Is there anybody out there who expected any other outcome?...... Anybody?........ crickets. That's what I thought.

Ban KKiller's picture

I thought for a moment....then it passed like gas.

Al Huxley's picture

The whole premise of the system is based on a risk-free casino for the banks - perpetually made whole for shitty bets by their friends the CBs.  Bernanke said as much back in his famous 'helicopter' speech a decade ago, but everybody focused on the helicopter part and missed his important qualifying statements.  Prepare for endless fucking by your banker masters.

lasvegaspersona's picture

I must suspect that since derivatives are the mechanism for keeping the system in one piece and the Fed is almost certainly a main player, that any diruption could not be tolerated. 

Our complex system is full of land mines and IEDs , one WILL eventually be tripped. This is just like rolling up the windows on the Humvee.

EZYJET PILOT's picture

Bankers go rot in hell, you spawn of the devil.

economessed's picture

Give them more rope.  It's what they want.  Easier rules won't make the problem they have go away -- it just gives them a little more time to avoid the consequences of their accumulated decisions.  But the longer they defy gravity, the more severe and unmanageble the outcome they'll face.

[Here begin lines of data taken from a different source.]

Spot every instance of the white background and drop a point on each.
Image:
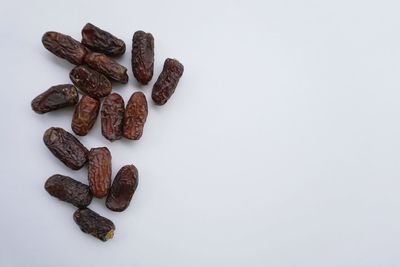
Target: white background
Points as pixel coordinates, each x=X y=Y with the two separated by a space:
x=280 y=146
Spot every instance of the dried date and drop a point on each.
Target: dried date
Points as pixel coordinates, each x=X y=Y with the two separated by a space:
x=99 y=173
x=56 y=97
x=142 y=56
x=101 y=41
x=90 y=81
x=167 y=81
x=92 y=223
x=69 y=190
x=64 y=46
x=112 y=114
x=65 y=147
x=123 y=188
x=135 y=116
x=85 y=115
x=107 y=66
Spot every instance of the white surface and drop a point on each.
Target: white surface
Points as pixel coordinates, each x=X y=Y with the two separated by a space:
x=280 y=146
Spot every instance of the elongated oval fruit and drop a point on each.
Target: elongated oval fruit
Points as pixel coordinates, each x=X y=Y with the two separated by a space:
x=56 y=97
x=85 y=115
x=167 y=81
x=101 y=41
x=142 y=56
x=69 y=190
x=107 y=66
x=123 y=188
x=112 y=115
x=99 y=172
x=64 y=46
x=135 y=116
x=90 y=81
x=66 y=147
x=92 y=223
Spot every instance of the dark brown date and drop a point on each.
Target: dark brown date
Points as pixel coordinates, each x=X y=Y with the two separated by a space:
x=64 y=46
x=143 y=56
x=135 y=116
x=107 y=66
x=56 y=97
x=92 y=223
x=90 y=81
x=66 y=147
x=112 y=114
x=167 y=81
x=99 y=173
x=123 y=188
x=69 y=190
x=85 y=115
x=101 y=41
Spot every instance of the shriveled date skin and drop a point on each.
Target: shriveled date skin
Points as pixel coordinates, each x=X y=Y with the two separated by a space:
x=90 y=81
x=143 y=56
x=69 y=190
x=135 y=116
x=64 y=46
x=101 y=41
x=99 y=173
x=123 y=188
x=92 y=223
x=167 y=81
x=56 y=97
x=107 y=66
x=112 y=115
x=85 y=115
x=66 y=147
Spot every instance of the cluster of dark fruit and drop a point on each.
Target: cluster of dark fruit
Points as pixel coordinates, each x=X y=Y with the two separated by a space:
x=95 y=68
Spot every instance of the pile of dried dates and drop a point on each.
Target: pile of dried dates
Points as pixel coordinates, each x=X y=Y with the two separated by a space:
x=93 y=75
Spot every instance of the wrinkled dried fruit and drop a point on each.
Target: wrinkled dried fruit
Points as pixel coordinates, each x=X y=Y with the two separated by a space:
x=123 y=188
x=69 y=190
x=90 y=81
x=85 y=115
x=167 y=81
x=56 y=97
x=143 y=56
x=101 y=41
x=65 y=147
x=107 y=66
x=92 y=223
x=135 y=116
x=64 y=46
x=112 y=114
x=99 y=173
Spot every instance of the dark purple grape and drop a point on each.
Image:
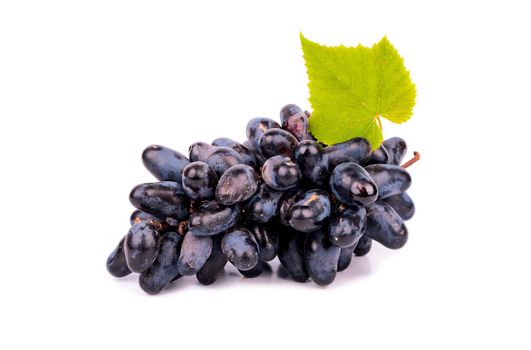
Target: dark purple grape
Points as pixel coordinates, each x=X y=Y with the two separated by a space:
x=212 y=218
x=164 y=163
x=141 y=246
x=277 y=142
x=402 y=204
x=347 y=225
x=313 y=162
x=264 y=205
x=240 y=248
x=237 y=184
x=199 y=181
x=281 y=173
x=256 y=127
x=116 y=263
x=390 y=179
x=294 y=120
x=310 y=211
x=356 y=150
x=164 y=268
x=161 y=199
x=321 y=257
x=385 y=226
x=397 y=148
x=195 y=251
x=352 y=184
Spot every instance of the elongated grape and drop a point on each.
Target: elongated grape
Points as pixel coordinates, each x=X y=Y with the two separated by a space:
x=352 y=184
x=363 y=247
x=214 y=265
x=313 y=162
x=385 y=226
x=277 y=142
x=212 y=218
x=310 y=211
x=390 y=179
x=402 y=204
x=240 y=248
x=281 y=173
x=356 y=150
x=256 y=127
x=294 y=120
x=347 y=225
x=397 y=148
x=237 y=184
x=264 y=205
x=116 y=263
x=164 y=269
x=161 y=199
x=199 y=181
x=291 y=253
x=195 y=251
x=246 y=154
x=141 y=246
x=321 y=257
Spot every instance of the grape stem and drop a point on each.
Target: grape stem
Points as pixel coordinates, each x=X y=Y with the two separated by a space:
x=416 y=158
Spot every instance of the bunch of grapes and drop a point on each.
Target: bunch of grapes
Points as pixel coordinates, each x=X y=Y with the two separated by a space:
x=280 y=193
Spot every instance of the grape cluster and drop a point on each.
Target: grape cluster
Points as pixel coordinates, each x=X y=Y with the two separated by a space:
x=280 y=193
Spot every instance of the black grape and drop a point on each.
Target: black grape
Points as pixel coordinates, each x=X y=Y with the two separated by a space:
x=161 y=199
x=390 y=179
x=212 y=218
x=385 y=226
x=164 y=269
x=237 y=184
x=199 y=181
x=352 y=184
x=281 y=173
x=141 y=246
x=116 y=263
x=164 y=163
x=240 y=248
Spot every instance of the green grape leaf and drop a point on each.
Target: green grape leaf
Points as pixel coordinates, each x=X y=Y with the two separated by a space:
x=352 y=87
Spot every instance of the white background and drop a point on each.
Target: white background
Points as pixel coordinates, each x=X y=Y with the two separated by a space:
x=86 y=85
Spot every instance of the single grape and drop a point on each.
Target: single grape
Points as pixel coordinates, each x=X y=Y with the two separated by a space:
x=212 y=218
x=294 y=120
x=264 y=205
x=199 y=181
x=277 y=142
x=164 y=269
x=310 y=211
x=385 y=226
x=396 y=148
x=356 y=150
x=352 y=184
x=313 y=162
x=240 y=248
x=321 y=257
x=363 y=247
x=161 y=199
x=402 y=204
x=214 y=265
x=116 y=263
x=390 y=179
x=281 y=173
x=195 y=251
x=164 y=163
x=347 y=225
x=256 y=127
x=237 y=184
x=141 y=246
x=291 y=253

Everyone has a plan until they get punched in the face.

Save_America1st's picture more time, folks...let's all say it together now:


You all know Ann "Crazy Eyea" Barnhardt was totally fucking right 2 years ago. 

JenkinsLane's picture

Dear everyone else,

Fuck you!



mobydick's picture






Unaudited, unregulated financial weapons of mass destruction.


Nobody will ever know how much shit we are in. The question is does anybody really want to know how much shit we are in? I doubt that  even these fucking bankers know how much shit they/we are in?